With respect to the second position, it appears from the record that Trapp, in the suit in Nebraska, pleaded that the association was estopped to deny its power to issue the form of certificate in question, and the opinion of the Nebraska court, by reference to a case decided on the same day, clearly indicates that the issue of estoppel was considered and determined adversely to the plaintiff.

Fourth. Under our uniform holdings the court below failed to give full faith and credit to the petitioner's charter embodied in the statutes of Nebraska as interpreted by its highest court.[15]

The judgment is reversed and the cause is remanded for further proceedings not inconsistent with this opinion.

Reversed.

NOTES

[1] Bolin v.
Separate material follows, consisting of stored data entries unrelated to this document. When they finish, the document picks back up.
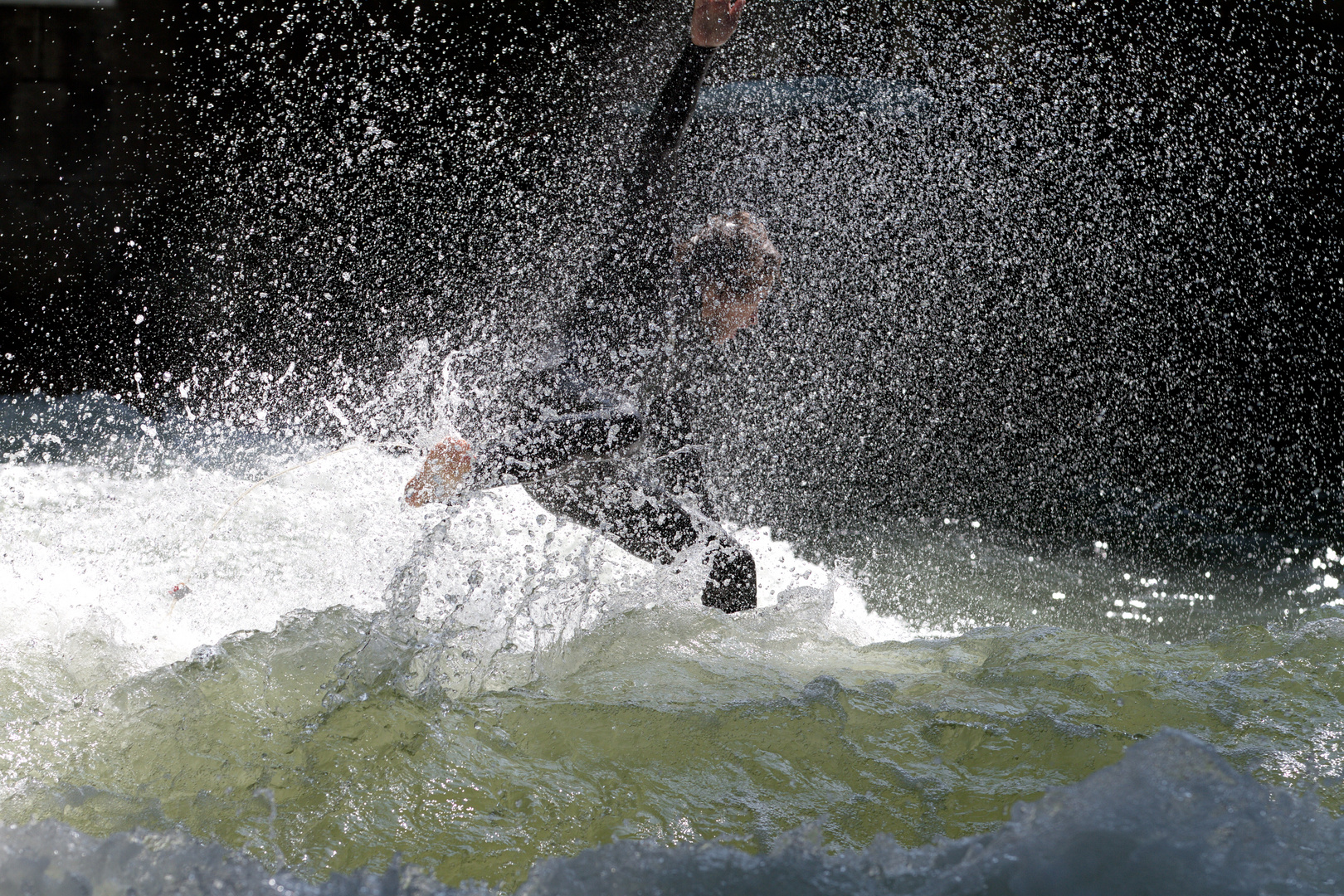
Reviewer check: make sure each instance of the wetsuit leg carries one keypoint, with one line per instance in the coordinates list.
(648, 523)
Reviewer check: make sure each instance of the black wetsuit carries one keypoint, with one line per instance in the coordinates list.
(616, 397)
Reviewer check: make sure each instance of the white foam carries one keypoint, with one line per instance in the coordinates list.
(90, 551)
(93, 553)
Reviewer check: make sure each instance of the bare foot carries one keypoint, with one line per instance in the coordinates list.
(446, 468)
(713, 22)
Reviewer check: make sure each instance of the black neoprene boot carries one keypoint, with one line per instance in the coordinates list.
(732, 583)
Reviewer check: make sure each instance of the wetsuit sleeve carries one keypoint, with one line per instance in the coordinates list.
(544, 448)
(663, 132)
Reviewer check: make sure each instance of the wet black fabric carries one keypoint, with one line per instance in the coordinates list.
(626, 382)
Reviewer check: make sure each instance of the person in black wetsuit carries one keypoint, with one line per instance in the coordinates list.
(613, 402)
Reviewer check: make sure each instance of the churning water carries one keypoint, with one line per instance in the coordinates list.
(1036, 453)
(347, 680)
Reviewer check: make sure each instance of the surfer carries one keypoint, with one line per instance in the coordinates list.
(628, 377)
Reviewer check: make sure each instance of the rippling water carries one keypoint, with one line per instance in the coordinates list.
(481, 687)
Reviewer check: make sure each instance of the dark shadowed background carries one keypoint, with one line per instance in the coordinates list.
(1090, 292)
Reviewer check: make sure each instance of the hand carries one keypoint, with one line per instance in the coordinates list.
(713, 22)
(446, 468)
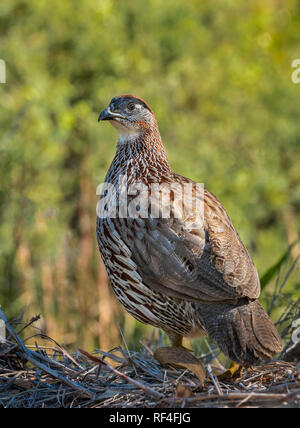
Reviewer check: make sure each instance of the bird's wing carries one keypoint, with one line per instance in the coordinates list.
(199, 259)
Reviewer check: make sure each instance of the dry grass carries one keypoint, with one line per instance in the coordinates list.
(48, 376)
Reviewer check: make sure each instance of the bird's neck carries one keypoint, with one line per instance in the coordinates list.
(140, 157)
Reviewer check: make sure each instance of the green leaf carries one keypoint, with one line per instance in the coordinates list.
(272, 271)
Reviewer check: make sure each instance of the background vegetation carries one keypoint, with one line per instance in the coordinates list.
(218, 76)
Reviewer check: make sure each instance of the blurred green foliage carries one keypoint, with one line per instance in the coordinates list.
(218, 77)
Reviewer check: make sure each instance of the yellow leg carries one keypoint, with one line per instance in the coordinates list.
(235, 371)
(178, 355)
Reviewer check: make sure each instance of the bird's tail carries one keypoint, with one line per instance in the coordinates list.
(244, 332)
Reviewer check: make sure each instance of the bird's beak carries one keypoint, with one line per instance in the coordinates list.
(107, 114)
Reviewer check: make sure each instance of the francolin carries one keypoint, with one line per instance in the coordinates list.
(188, 274)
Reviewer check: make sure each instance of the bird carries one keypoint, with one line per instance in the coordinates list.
(187, 272)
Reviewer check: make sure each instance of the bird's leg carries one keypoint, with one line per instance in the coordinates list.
(178, 355)
(234, 371)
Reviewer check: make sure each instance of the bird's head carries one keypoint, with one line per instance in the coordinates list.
(130, 115)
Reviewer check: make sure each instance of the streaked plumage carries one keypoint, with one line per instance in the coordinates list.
(181, 275)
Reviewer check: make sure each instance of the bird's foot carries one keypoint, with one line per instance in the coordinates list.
(235, 371)
(179, 356)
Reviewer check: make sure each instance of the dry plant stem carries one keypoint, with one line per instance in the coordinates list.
(31, 356)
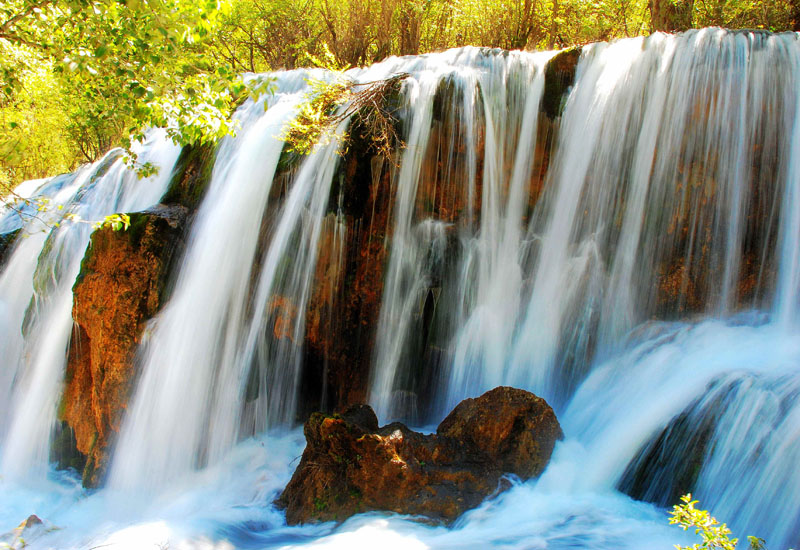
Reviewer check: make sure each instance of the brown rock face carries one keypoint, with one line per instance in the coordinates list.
(350, 465)
(120, 288)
Sovereign Camp, W.O.W., 339 Mo. 618; 98 S.W.2d 681.

[2] Bolin et al. v. Sovereign Camp, W.O.W., ___ Mo. App. ___ 112 S.W.2d 582.
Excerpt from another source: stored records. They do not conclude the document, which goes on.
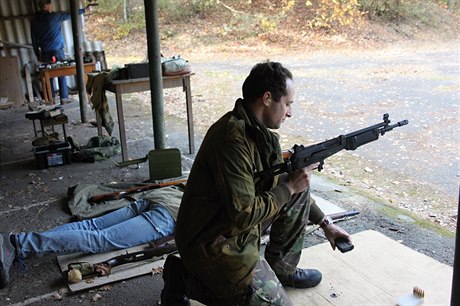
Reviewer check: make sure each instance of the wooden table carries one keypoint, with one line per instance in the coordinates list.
(46, 74)
(120, 87)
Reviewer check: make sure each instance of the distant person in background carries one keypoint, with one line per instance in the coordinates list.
(48, 42)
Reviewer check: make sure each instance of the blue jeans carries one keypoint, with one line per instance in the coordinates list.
(62, 81)
(126, 227)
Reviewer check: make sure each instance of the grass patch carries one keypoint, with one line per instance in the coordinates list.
(393, 213)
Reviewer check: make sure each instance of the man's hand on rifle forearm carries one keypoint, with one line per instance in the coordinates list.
(299, 180)
(332, 232)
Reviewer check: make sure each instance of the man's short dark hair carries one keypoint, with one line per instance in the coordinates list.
(42, 3)
(267, 76)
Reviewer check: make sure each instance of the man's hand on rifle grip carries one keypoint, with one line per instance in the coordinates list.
(299, 180)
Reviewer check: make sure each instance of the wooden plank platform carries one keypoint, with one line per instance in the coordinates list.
(377, 272)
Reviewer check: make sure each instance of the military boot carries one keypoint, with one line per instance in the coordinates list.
(173, 293)
(301, 278)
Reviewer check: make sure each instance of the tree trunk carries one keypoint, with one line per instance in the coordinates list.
(126, 10)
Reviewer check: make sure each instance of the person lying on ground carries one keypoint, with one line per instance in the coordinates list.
(149, 220)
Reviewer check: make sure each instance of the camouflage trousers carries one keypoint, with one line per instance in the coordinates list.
(282, 255)
(287, 234)
(265, 288)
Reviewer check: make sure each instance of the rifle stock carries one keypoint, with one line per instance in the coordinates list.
(300, 156)
(95, 199)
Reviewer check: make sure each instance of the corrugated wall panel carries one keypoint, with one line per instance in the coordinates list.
(15, 18)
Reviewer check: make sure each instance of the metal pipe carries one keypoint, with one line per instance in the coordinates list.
(76, 31)
(156, 78)
(455, 295)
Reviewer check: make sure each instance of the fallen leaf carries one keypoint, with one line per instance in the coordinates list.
(96, 297)
(105, 288)
(157, 270)
(57, 297)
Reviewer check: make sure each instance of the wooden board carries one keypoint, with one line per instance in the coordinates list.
(377, 272)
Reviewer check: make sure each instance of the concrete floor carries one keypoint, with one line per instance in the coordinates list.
(35, 200)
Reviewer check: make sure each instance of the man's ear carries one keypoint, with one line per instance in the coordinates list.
(267, 98)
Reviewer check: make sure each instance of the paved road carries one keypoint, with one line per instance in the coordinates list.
(340, 92)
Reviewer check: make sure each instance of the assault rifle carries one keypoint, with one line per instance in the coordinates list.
(157, 249)
(95, 199)
(299, 156)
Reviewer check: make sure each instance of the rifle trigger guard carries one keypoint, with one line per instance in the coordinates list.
(320, 166)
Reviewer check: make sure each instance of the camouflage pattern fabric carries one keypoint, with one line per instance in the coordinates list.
(266, 289)
(287, 234)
[3] Bolin et al. v. Sovereign Camp, W.O.W., ___ Mo. App. ___ 112 S.W.2d 592.

[4] Modern Woodmen v. Mixer, 267 U.S. 544, 551; Royal Arcanum v. Green, 237 U.S. 531, 542.
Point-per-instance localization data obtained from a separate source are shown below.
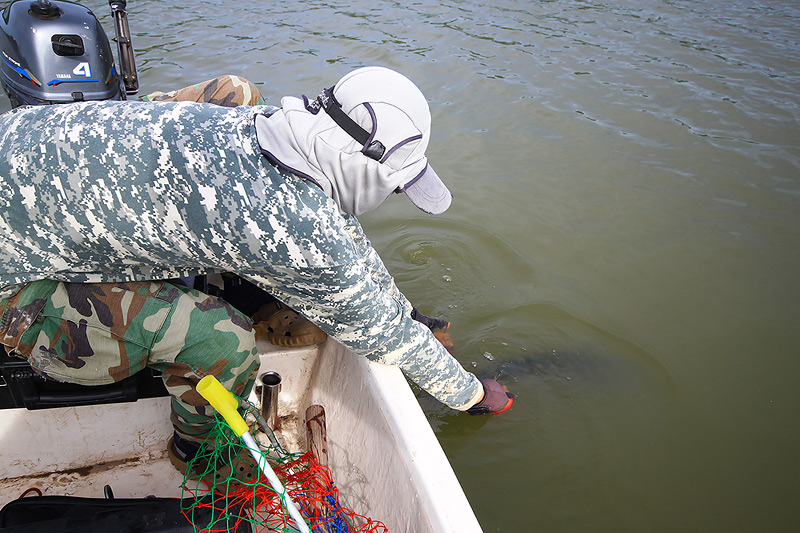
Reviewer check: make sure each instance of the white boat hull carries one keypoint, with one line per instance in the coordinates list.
(385, 459)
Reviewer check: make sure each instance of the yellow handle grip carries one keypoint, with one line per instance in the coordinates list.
(224, 402)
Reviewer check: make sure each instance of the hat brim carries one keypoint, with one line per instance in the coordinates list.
(428, 192)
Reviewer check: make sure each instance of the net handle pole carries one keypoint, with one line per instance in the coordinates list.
(226, 403)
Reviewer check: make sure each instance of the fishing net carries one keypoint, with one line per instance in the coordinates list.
(237, 503)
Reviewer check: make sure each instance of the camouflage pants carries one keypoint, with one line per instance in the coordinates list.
(100, 333)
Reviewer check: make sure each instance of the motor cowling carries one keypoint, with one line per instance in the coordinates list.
(54, 52)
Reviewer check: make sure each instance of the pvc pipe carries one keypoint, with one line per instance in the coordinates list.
(226, 404)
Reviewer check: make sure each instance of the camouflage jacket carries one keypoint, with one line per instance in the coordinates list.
(126, 191)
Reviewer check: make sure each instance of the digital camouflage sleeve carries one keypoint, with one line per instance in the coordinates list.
(125, 191)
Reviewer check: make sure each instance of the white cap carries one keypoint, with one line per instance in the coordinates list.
(399, 118)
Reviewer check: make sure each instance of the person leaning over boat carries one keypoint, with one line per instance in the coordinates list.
(104, 201)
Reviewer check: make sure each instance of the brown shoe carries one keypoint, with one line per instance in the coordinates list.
(285, 327)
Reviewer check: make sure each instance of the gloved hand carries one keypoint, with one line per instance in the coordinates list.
(496, 399)
(437, 325)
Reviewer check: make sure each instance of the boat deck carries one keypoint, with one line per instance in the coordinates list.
(385, 459)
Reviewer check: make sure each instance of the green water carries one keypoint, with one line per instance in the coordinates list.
(622, 250)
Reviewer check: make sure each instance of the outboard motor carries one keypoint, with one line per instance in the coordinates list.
(55, 52)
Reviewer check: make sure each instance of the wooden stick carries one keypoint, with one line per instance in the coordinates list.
(317, 433)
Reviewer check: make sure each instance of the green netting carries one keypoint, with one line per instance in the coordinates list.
(239, 498)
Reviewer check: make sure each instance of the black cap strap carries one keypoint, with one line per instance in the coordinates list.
(333, 108)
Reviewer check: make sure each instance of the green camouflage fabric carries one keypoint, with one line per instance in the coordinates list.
(227, 91)
(100, 333)
(135, 191)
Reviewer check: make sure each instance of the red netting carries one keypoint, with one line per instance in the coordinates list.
(236, 505)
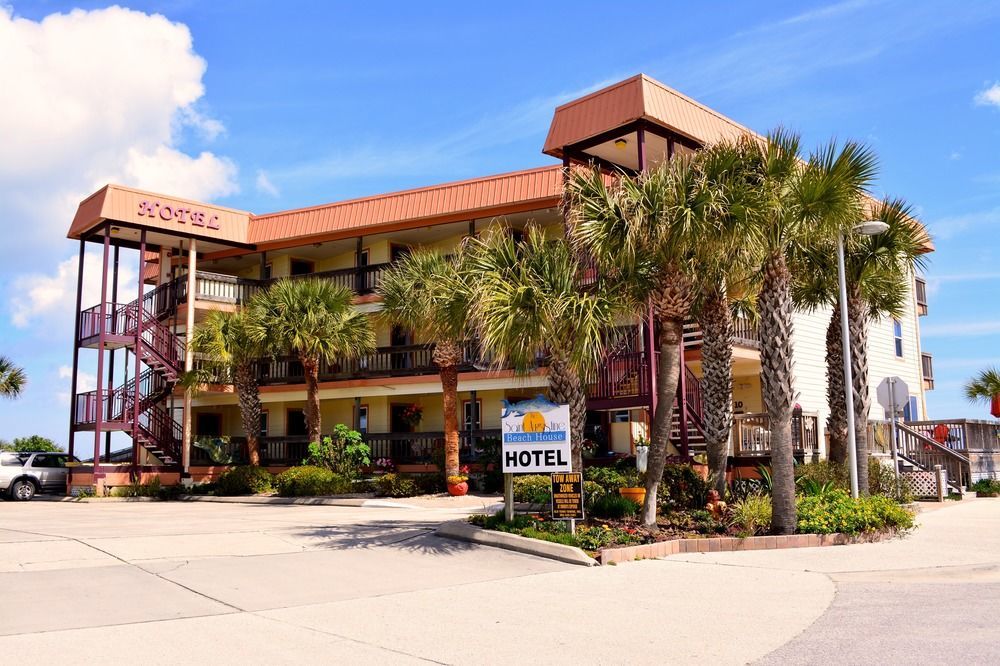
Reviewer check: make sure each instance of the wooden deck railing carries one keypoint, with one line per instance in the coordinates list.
(752, 435)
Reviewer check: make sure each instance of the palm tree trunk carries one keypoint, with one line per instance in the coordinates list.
(310, 366)
(667, 375)
(246, 387)
(566, 387)
(717, 382)
(858, 328)
(836, 424)
(449, 387)
(778, 387)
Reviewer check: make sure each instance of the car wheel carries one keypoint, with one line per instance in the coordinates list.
(22, 490)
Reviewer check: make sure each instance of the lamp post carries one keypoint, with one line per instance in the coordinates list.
(869, 228)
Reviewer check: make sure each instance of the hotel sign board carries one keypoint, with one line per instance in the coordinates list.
(567, 496)
(535, 437)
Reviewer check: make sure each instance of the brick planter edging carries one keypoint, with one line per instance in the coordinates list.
(729, 544)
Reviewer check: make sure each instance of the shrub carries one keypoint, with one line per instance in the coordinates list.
(882, 481)
(309, 480)
(752, 514)
(533, 488)
(614, 506)
(682, 488)
(397, 485)
(344, 453)
(838, 512)
(986, 487)
(245, 480)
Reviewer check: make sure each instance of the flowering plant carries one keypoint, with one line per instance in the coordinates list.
(412, 414)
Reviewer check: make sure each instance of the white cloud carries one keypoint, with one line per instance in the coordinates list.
(101, 96)
(265, 185)
(989, 96)
(963, 329)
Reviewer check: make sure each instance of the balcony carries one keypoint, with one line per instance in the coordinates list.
(921, 296)
(927, 370)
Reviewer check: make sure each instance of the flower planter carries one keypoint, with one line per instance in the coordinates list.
(637, 495)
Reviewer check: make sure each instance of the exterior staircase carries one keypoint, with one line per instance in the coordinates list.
(138, 326)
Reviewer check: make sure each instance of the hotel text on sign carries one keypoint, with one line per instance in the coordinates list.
(535, 437)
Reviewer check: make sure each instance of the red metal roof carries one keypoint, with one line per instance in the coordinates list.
(639, 97)
(479, 197)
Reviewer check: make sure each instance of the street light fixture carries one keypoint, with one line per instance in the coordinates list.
(867, 228)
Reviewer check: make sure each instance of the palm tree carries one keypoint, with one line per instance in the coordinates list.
(313, 319)
(644, 234)
(878, 271)
(801, 201)
(12, 378)
(984, 388)
(427, 293)
(229, 349)
(527, 303)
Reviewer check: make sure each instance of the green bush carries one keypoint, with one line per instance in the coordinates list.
(245, 480)
(882, 481)
(614, 506)
(752, 514)
(309, 480)
(838, 512)
(344, 453)
(986, 487)
(533, 488)
(396, 485)
(681, 488)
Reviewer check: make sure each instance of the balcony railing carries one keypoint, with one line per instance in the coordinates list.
(403, 448)
(927, 370)
(921, 296)
(752, 435)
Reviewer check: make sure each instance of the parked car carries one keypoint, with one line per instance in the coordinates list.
(23, 474)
[5] Act of March 8, 1879; Laws 1879; R.S. 1879, §§ 972, 973.

[6] Act of March 8, 1881; Laws of 1881, p. 87.

[7] Act of May 7, 1889; R.S. 1889, §§ 2823, 2824.

[8] Act of March 16, 1897; R.S. 1899, c. 12, Art. 11, §§ 1408, 1409, 1410.

[9] Schmidt v. Foresters, 228 Mo. 675, 686; 129 S.W. 653.

[10] Kern v. Legion of Honor, 167 Mo. 471, 479, 484; 67 S.W. 252; Schmidt v. Foresters, supra; Mathews v. Modern Woodmen, 236 Mo. 326; 139 S.W. 151; Brassfield v. Maccabees, 92 Mo. App. 102; Gruwell v. Knights and Ladies, 126 Mo. App. 496; 104 S.W. 884.

[11] In Kern v. Legion of Honor, supra, the court said, p. 485: "The contention that the plaintiff as husband could not be the beneficiary under the laws of Massachusetts or under its charter and by-laws, is not open to discussion or adjudication. No such issue was raised in the pleadings or asserted upon the trial in the circuit court. . . . The defendant chose its grounds of defense, none others are open in this court."

[12] Barber v. Hartford Life Ins. Co., 269 Mo. 21; 187 S.W. 867, reversed Hartford Life Ins. Co. v. Barber, 245 U.S. 146; see, also, Johnson v. Hartford Life Ins. Co., 166 Mo. App. 261.

[13] Hartford Life Ins. Co. v. Ibs, 237 U.S. 662; Hartford Life Ins. Co. v. Barber, 245 U.S. 146; Royal Arcanum v. Green, 237 U.S. 531; Modern Woodmen v. Mixer, 267 U.S. 544.

[14] Hartford Life Ins. Co. v. Ibs, supra, p. 673.

[15] Royal Arcanum v. Green, supra, pp. 540, 543, 546; Hartford Life Ins. Co. v. Ibs, supra, p. 669; Hartford Life Ins. Co. v. Barber, supra, p. 151; Modern Woodmen v. Mixer, supra, p. 551.